The direct costs related to the issuance of these units of common shares and warrants were $802,329 and were recorded as an offset against the statement of shareholders’ equity (deficiency) with $643,593 being recorded under Capital stock and $158,736 being recorded under Additional paid-in-capital.

(e) In October 2017, the Company completed a registered direct offering of 363,636 common shares at a price of $11.00 per share. The Company also issued to the investors warrants to purchase an aggregate of 181,818 common shares (the “October 2017 Warrants”). The warrants became exercisable six months following the closing date, will expire 30 months after the date they became exercisable, have a term of three years and have an exercise price of $12.50 per common share. The Company also issued to the placement agents warrants to purchase 18,181 common shares at an exercise price of $13.75 per share (the “October 2017 Placement Agent Warrants”). The holders of October 2017 Warrants and October 2017 Placement Agent Warrants are entitled to a cashless exercise under which the number of shares to be issued will be based on the number of shares for which warrants are exercised times the difference between the market price of the common share and the exercise price divided by the market price. The October 2017 Warrants and the October 2017 Placement Agent Warrants are considered to be indexed to the Company’s own stock and are therefore classified as equity under ASC topic 480 Distinguishing Liabilities from Equity.

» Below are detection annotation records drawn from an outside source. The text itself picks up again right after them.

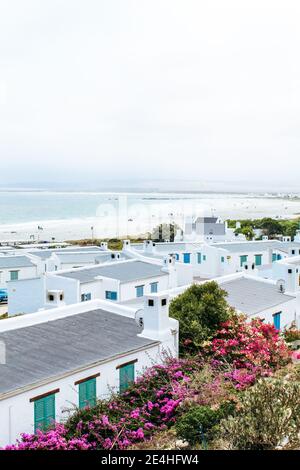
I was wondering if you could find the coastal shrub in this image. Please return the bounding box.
[170,281,231,354]
[175,401,235,447]
[219,378,300,450]
[5,424,94,450]
[5,359,201,450]
[207,315,291,389]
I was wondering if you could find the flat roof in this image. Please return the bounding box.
[220,277,295,315]
[57,260,167,283]
[28,246,104,259]
[0,255,36,269]
[0,309,157,397]
[210,240,286,253]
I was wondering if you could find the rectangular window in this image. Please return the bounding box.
[240,255,248,268]
[105,290,118,300]
[255,255,262,266]
[150,282,158,294]
[34,393,55,432]
[119,364,135,393]
[79,378,97,409]
[135,286,144,297]
[81,292,92,302]
[10,271,19,281]
[273,312,281,330]
[183,253,191,264]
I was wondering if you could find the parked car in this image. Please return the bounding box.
[0,289,7,303]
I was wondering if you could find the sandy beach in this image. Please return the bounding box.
[0,194,300,242]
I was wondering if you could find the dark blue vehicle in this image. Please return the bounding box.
[0,289,7,303]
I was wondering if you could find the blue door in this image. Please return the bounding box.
[183,253,191,264]
[273,312,281,330]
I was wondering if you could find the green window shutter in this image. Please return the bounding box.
[240,255,248,268]
[34,393,55,432]
[255,255,262,266]
[120,364,134,393]
[79,378,97,408]
[10,271,19,281]
[34,399,45,432]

The Company recorded $3,257,445 as the value of common shares under Capital stock and $742,555 as the value of the October 2017 Warrants under Additional paid-in-capital in the consolidated statements of shareholders’ equity (deficiency). The Company has disclosed the terms used to value the warrants in Note 14.

The direct costs related to the issuance of the common shares, October 2017 Warrants and October 2017 Placement Agent Warrants were $500,492 and were recorded as an offset against the statement of shareholders’ equity (deficiency) with $391,580 being recorded under Capital stock and $108,912 being recorded under Additional paid-in-capital.

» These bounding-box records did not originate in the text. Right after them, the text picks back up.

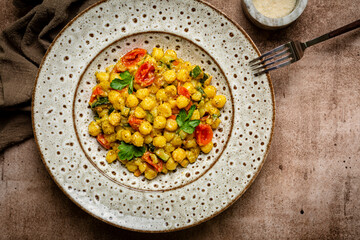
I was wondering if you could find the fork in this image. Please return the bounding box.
[249,19,360,76]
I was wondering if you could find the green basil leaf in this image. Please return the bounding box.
[188,120,200,128]
[108,106,115,115]
[91,97,109,108]
[212,113,221,120]
[176,109,187,127]
[148,143,155,152]
[120,71,133,81]
[110,78,130,90]
[196,87,207,97]
[118,142,146,161]
[200,73,209,85]
[185,104,196,121]
[190,65,201,78]
[181,122,195,134]
[128,79,134,94]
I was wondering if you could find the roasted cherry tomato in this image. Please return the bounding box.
[195,123,213,146]
[185,101,193,111]
[96,133,111,149]
[90,86,104,102]
[141,152,164,172]
[121,48,146,67]
[135,62,155,87]
[178,83,190,98]
[129,115,143,131]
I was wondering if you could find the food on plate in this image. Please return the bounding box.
[88,48,226,179]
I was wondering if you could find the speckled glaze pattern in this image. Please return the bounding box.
[241,0,307,30]
[33,0,274,232]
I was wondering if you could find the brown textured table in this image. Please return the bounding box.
[0,0,360,239]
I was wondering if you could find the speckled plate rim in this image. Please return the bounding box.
[31,0,276,233]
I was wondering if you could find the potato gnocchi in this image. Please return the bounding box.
[89,48,226,179]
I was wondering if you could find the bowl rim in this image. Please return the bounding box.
[243,0,308,28]
[31,0,276,233]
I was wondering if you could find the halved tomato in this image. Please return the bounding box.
[141,152,164,172]
[90,86,104,103]
[121,48,146,67]
[135,62,155,87]
[178,83,190,98]
[195,123,213,146]
[129,115,143,131]
[96,133,111,149]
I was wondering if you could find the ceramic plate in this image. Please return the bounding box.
[33,0,274,232]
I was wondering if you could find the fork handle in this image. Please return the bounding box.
[304,19,360,47]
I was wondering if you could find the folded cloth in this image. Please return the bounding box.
[0,0,96,152]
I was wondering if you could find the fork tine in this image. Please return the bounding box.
[253,53,292,71]
[254,59,295,76]
[250,48,291,68]
[249,43,288,65]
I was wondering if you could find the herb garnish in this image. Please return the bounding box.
[148,143,155,152]
[118,142,146,160]
[212,113,221,120]
[200,73,209,86]
[91,97,109,108]
[196,87,207,97]
[108,106,115,115]
[110,71,134,94]
[176,105,200,134]
[190,65,201,78]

(f) In March 2018, the Company completed two registered direct offerings of an aggregate of 883,333 common shares at a price of $6.00 per share. The Company also issued to the investors warrants to purchase an aggregate of 441,666 common shares (the “March 2018 Warrants”). The warrants became exercisable six months following the closing date, will expire 30 months after the date they became exercisable, and have an exercise price of $6.00 per common share. The Company also issued to the placement agents warrants to purchase 44,166 common shares at an exercise price of $7.50 per share (the “March 2018 Placement Agent Warrants”). The holders of March 2018 Warrants and March 2018 Placement Agent Warrants are entitled to a cashless exercise under which the number of shares to be issued will be based on the number of shares for which warrants are exercised times the difference between the market price of the common share and the exercise price divided by the market price. The March 2018 Warrants and March 2018 Placement Agent Warrants are considered to be indexed to the Company’s own stock and are therefore classified as equity under ASC topic 480 Distinguishing Liabilities from Equity.

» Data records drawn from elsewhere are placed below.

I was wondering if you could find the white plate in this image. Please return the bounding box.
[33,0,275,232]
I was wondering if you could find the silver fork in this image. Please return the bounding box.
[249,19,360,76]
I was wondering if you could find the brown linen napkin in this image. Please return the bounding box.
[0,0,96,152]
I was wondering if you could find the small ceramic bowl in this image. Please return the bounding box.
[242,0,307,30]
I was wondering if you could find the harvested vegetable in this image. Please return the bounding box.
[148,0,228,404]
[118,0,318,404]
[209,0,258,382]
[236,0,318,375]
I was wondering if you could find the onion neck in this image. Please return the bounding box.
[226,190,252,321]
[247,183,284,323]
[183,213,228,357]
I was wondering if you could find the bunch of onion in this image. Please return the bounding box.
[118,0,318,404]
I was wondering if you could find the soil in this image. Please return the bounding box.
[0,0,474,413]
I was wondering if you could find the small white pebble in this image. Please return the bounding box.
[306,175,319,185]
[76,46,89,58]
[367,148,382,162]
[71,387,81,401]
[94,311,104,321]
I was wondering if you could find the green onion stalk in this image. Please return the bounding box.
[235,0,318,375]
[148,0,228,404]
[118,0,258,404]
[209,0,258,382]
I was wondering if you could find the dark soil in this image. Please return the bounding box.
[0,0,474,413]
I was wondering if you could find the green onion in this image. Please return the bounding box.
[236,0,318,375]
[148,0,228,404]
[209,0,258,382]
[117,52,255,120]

The Company recorded $4,184,520 as the value of common shares under Capital stock and $1,115,480 as the value of the March 2018 Warrants under Additional paid-in-capital in the consolidated statements of shareholders’ equity (deficiency). The Company has disclosed the terms used to value the warrants in Note 14.

The direct costs related to the issuance of the common shares and warrants were $831,357 including the cost of warrants issued to the placement agents. These direct costs were recorded as an offset against the statement of shareholders’ equity (deficiency) with $656,383 being recorded under Capital stock and $174,974 being recorded under Additional paid-in-capital.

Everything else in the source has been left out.